6.3. la CTR dimostra, pertanto, di avere fatto corretta applicazione della menzionata disposizione del CDC, mentre le contestazioni della ricorrente attengono, piuttosto, al fatto storico per come ricostruito dal giudice d’appello, sicchè la censura involge non già la violazione di legge, ma la motivazione della sentenza impugnata;

7. l’acclarata inammissibilità dei motivi di ricorso principale rende superfluo l’esame del ricorso incidentale, espressamente condizionato all’accoglimento del ricorso principale;

8. in conclusione, va rigettato il ricorso principale e dichiarato assorbito il ricorso incidentale;

8.1. quanto alle spese, la ricorrente va condannata al pagamento, in favore della controricorrente, delle spese del presente giudizio, che si liquidano come in dispositivo avuto conto di un valore dichiarato della lite di Euro 51.321,36.

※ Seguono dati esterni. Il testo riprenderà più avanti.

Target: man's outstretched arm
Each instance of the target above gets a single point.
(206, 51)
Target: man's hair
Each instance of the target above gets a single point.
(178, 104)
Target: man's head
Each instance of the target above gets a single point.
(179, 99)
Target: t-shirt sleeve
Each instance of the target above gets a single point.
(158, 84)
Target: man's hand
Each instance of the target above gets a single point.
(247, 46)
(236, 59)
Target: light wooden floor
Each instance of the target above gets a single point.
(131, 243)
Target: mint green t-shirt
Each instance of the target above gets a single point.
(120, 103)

8.2. il provvedimento con cui il giudice dell’impugnazione, nel respingere integralmente la stessa, ovvero nel dichiararla inammissibile o improcedibile, disponga, a carico della parte che l’abbia proposta, l’obbligo di versare – ai sensi del D.P.R. 30 maggio 2002, n. 115, art. 13, comma 1 quater, nel testo introdotto dalla L. 24 dicembre 2012, n. 228, art. 1, comma 17 – un ulteriore importo a titolo di contributo unificato, pari a quello dovuto ai sensi del medesimo art. 13, comma 1 bis, non può aver luogo nei confronti di quelle parti della fase o del giudizio di impugnazione, come le Amministrazioni dello Stato, che siano istituzionalmente esonerate, per valutazione normativa della loro qualità soggettiva, dal materiale versamento del contributo stesso, mediante il meccanismo della prenotazione a debito (Cass. n. 5955 del 14/03/2014; Cass. n. 23514 del 05/11/2014; Cass. n. 1778 del 29/01/2016);

8.3. neppure detto pagamento può essere posto a carico del ricorrente incidentale il cui ricorso non è stato esaminato in quanto ritenuto assorbito, trattandosi di una sanzione conseguente alle sole declaratorie di infondatezza nel merito ovvero di inammissibilità o improcedibilità dell’impugnazione (cfr. Cass. n. 18348 del 25/07/2017; Cass. n. 1343 del 18/01/2019).

P.Q.M.

La Corte rigetta il ricorso principale, assorbito il ricorso incidentale; condanna la ricorrente al pagamento, in favore della controricorrente, delle spese del presente giudizio, che liquida in Euro 5.000,00, oltre alle spese forfetarie nella misura del quindici per cento e agli accessori di legge.

Così deciso in Roma, il 6 febbraio 2019.